Speaker: Tamara Harms, Ph.D., Associate Professor, University of Alaska Fairbanks, Institute of Arctic Biology
Title: Permafrost Thaw and Changing Cycles of the Elements of Life
Abstract: Boreal and arctic ecosystems are undergoing rapid change, including more frequent fires, thawing permafrost, increasing temperature, and more extreme precipitation events. Though the effects of climate change on carbon emissions from high-latitude ecosystems are well documented, changes to cycles of nitrogen and phosphorus remain poorly understood, and may cause feedbacks to carbon emissions. My group studies the fate and transport of carbon and nutrients in arctic and boreal catchments. Using in situ studies of nutrient uptake, we have shown that nitrogen released from thawing permafrost is likely hydrologically exported from arctic catchments, whereas phosphorus is retained in soils. We are also developing metrics to establish stream chemistry as an indicator of ecological resilience and state changes in boreal catchments. Using high-frequency data collected by automated instream sensors, we have found surprising increases in nitrate concentration following rain in streams draining catchments where permafrost is likely thawing. Our research suggests large, climate-driven changes to the nitrogen cycle of high-latitude ecosystems, resulting in greater flux to downstream ecosystems.

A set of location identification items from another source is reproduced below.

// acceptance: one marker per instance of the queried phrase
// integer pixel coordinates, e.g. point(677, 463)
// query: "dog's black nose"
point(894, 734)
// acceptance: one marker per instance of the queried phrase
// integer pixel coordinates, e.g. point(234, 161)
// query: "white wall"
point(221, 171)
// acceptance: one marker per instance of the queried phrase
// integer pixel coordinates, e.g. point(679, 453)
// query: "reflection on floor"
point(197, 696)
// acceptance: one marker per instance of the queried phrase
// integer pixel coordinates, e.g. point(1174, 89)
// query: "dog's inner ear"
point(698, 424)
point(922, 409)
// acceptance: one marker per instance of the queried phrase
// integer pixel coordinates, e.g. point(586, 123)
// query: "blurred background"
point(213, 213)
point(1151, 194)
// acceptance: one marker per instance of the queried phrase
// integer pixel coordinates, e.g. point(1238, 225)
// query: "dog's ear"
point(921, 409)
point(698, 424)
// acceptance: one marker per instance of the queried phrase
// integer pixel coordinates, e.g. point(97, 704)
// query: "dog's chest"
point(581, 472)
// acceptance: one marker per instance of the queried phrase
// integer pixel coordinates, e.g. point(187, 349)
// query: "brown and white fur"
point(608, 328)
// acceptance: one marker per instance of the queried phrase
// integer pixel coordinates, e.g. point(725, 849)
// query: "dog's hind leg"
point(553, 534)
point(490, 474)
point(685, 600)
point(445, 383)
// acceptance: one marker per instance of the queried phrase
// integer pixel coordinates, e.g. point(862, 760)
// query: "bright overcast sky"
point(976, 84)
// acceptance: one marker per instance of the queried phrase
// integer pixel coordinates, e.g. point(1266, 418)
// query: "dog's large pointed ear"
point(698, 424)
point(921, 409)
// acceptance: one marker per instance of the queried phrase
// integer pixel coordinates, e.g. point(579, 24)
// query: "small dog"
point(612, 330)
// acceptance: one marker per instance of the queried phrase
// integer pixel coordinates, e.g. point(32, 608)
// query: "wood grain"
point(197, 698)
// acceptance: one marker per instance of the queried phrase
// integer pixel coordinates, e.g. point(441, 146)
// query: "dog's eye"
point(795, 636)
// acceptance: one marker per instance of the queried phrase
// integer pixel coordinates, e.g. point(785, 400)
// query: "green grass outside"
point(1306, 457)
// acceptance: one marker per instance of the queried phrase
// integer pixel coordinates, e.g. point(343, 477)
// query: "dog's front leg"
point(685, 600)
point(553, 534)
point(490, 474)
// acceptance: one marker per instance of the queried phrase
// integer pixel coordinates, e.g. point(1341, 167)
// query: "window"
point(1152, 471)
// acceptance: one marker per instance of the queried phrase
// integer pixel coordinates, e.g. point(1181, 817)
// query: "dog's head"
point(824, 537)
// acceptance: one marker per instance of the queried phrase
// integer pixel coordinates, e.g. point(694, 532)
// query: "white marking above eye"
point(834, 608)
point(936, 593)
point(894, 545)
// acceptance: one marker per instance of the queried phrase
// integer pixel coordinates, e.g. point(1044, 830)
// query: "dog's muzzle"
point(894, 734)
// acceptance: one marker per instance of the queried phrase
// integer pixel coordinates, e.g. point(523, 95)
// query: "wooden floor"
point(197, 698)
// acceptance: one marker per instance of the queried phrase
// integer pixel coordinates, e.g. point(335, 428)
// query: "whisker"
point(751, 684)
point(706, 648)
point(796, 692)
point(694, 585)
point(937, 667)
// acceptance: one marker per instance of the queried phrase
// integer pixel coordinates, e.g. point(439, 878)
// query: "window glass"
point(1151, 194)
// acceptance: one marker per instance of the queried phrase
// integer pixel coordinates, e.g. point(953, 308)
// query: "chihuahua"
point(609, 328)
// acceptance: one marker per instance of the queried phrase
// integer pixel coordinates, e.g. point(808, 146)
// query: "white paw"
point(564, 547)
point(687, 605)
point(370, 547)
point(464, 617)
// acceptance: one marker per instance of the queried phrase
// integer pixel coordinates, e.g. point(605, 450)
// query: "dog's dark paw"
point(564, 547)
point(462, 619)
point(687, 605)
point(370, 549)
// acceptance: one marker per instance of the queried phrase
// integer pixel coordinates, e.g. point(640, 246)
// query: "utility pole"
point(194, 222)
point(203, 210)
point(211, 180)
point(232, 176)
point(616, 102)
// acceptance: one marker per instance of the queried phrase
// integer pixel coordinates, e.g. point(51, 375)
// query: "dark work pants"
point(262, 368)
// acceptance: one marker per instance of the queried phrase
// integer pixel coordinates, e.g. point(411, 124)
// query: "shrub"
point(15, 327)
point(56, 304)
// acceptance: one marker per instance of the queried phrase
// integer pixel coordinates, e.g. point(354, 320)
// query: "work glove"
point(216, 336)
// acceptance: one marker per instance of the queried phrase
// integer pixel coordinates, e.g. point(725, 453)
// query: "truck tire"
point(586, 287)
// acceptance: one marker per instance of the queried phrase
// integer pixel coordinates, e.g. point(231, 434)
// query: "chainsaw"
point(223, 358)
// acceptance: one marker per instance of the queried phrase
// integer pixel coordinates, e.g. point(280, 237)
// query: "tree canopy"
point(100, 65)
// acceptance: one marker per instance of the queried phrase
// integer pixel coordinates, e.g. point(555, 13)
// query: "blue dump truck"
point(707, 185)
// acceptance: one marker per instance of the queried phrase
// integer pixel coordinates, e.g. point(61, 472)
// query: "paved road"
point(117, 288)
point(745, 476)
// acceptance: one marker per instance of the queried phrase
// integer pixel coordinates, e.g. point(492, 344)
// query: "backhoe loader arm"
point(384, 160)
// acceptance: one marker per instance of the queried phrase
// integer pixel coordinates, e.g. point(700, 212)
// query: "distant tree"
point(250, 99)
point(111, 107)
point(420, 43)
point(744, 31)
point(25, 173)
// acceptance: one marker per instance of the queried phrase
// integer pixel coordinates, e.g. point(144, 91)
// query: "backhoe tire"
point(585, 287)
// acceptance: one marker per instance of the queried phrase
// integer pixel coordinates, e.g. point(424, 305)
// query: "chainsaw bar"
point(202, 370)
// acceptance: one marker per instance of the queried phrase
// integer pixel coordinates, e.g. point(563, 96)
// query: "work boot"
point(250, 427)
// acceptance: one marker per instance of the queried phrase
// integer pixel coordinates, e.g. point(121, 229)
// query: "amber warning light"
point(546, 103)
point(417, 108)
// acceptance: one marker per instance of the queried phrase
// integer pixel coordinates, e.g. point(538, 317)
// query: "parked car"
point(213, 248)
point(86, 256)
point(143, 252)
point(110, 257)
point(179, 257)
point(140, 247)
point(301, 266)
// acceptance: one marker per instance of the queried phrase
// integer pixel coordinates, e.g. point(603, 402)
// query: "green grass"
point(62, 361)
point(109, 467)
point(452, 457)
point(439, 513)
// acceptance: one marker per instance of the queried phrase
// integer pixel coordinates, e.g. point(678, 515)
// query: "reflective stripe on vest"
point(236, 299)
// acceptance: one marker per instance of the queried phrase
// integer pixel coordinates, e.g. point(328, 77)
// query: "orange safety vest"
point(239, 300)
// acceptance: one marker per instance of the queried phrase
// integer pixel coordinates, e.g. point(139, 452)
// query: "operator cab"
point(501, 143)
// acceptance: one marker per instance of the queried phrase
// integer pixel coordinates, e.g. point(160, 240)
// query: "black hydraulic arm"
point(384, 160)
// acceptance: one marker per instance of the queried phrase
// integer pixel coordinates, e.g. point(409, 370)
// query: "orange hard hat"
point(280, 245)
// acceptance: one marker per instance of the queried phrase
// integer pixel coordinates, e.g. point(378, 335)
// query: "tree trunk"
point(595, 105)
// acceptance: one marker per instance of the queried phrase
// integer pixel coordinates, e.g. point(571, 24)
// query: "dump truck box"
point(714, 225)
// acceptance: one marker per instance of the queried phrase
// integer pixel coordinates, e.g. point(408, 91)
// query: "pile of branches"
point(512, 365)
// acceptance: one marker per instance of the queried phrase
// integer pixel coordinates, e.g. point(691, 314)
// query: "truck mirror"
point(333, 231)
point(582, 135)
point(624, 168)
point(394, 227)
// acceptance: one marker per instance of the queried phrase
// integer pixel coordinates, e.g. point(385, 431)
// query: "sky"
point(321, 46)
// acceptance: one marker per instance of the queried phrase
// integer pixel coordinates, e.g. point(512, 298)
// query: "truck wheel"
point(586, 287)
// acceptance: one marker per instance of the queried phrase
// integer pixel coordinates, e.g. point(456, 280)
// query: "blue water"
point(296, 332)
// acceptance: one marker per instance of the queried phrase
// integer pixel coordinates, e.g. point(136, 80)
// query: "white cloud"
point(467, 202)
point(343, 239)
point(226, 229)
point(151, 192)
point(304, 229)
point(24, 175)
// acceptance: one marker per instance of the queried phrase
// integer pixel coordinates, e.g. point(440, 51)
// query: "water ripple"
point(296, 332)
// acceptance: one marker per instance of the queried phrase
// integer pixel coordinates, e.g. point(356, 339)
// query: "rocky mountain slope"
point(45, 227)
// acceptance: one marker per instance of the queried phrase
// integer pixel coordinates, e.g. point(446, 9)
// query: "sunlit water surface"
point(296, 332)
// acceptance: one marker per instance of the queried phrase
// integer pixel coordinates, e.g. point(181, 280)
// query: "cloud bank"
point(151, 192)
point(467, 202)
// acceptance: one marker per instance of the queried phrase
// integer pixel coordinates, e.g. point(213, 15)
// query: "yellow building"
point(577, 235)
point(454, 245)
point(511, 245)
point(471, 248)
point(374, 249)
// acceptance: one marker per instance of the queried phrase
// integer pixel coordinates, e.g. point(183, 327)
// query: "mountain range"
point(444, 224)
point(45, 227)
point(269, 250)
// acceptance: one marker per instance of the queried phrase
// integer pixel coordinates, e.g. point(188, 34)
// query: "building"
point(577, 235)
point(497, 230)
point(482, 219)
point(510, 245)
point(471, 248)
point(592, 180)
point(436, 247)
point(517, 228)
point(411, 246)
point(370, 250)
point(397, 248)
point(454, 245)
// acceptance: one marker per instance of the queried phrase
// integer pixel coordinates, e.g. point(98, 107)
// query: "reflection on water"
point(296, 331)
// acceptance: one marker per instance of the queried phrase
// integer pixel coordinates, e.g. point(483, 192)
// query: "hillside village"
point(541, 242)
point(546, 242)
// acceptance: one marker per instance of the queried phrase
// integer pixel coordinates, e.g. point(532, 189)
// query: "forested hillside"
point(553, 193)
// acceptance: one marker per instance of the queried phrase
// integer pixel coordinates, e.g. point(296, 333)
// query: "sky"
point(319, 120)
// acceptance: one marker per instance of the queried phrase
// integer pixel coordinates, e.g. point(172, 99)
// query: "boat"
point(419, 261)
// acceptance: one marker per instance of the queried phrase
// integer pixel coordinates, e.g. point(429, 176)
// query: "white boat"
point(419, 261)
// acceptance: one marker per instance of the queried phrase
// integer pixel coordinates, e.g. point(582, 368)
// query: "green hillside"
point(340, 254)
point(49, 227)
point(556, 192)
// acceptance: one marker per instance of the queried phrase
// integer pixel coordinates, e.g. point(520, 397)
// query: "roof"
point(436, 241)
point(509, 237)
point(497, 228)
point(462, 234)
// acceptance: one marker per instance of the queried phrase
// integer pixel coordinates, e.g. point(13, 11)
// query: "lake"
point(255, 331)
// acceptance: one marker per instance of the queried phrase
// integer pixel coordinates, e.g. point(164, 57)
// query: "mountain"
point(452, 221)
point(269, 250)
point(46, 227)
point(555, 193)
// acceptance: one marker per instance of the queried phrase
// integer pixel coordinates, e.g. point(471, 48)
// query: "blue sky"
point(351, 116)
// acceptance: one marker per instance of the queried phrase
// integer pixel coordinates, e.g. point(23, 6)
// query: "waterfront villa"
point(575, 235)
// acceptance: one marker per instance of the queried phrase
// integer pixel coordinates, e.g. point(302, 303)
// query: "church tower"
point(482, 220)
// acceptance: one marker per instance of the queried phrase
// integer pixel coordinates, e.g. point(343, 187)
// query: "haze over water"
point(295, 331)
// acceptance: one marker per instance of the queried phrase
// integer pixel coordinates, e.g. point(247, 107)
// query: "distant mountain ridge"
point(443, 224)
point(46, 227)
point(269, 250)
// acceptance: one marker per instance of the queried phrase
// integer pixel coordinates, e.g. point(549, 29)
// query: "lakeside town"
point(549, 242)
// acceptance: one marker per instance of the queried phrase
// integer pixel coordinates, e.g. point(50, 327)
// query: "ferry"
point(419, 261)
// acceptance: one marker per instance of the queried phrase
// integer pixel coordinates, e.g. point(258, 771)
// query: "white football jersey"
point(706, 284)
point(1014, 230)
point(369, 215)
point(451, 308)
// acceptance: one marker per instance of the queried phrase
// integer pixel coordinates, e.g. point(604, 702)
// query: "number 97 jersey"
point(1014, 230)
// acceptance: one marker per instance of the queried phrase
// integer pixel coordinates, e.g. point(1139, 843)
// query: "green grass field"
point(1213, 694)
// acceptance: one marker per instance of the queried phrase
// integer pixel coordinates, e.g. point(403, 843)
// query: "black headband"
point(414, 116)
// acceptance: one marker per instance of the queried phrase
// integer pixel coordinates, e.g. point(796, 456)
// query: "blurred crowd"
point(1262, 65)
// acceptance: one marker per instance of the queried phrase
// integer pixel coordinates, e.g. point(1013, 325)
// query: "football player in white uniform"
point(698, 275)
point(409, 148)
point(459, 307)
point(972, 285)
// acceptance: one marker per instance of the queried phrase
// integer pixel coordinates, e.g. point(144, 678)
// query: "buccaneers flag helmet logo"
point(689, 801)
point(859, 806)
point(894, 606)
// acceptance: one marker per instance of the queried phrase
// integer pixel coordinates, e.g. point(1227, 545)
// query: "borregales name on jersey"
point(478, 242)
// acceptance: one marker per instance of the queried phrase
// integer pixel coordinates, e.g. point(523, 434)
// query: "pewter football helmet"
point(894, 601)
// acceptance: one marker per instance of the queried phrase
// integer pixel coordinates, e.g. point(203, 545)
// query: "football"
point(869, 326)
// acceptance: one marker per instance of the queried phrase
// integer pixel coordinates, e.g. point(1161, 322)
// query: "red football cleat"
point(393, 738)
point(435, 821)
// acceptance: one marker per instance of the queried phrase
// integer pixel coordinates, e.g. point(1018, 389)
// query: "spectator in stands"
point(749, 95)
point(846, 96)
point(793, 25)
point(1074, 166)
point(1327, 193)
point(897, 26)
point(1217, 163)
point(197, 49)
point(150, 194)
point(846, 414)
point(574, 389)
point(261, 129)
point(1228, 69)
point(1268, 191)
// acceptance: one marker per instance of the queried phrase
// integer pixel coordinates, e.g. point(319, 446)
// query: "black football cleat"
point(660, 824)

Bio: Tamara Harms is an ecosystem ecologist and biogeochemist with interests in cycles of carbon, nitrogen, and phosphorus. She is an associate professor at the University of Alaska Fairbanks where she studies the effects of changing climate, hydrologic, and disturbance regimes on elemental cycles. She focuses on how hydrologic flowpaths mediate reaction and transport of materials and has worked in deserts, cities, and high-latitude ecosystems, all places where hydrologic connectivity is changing rapidly.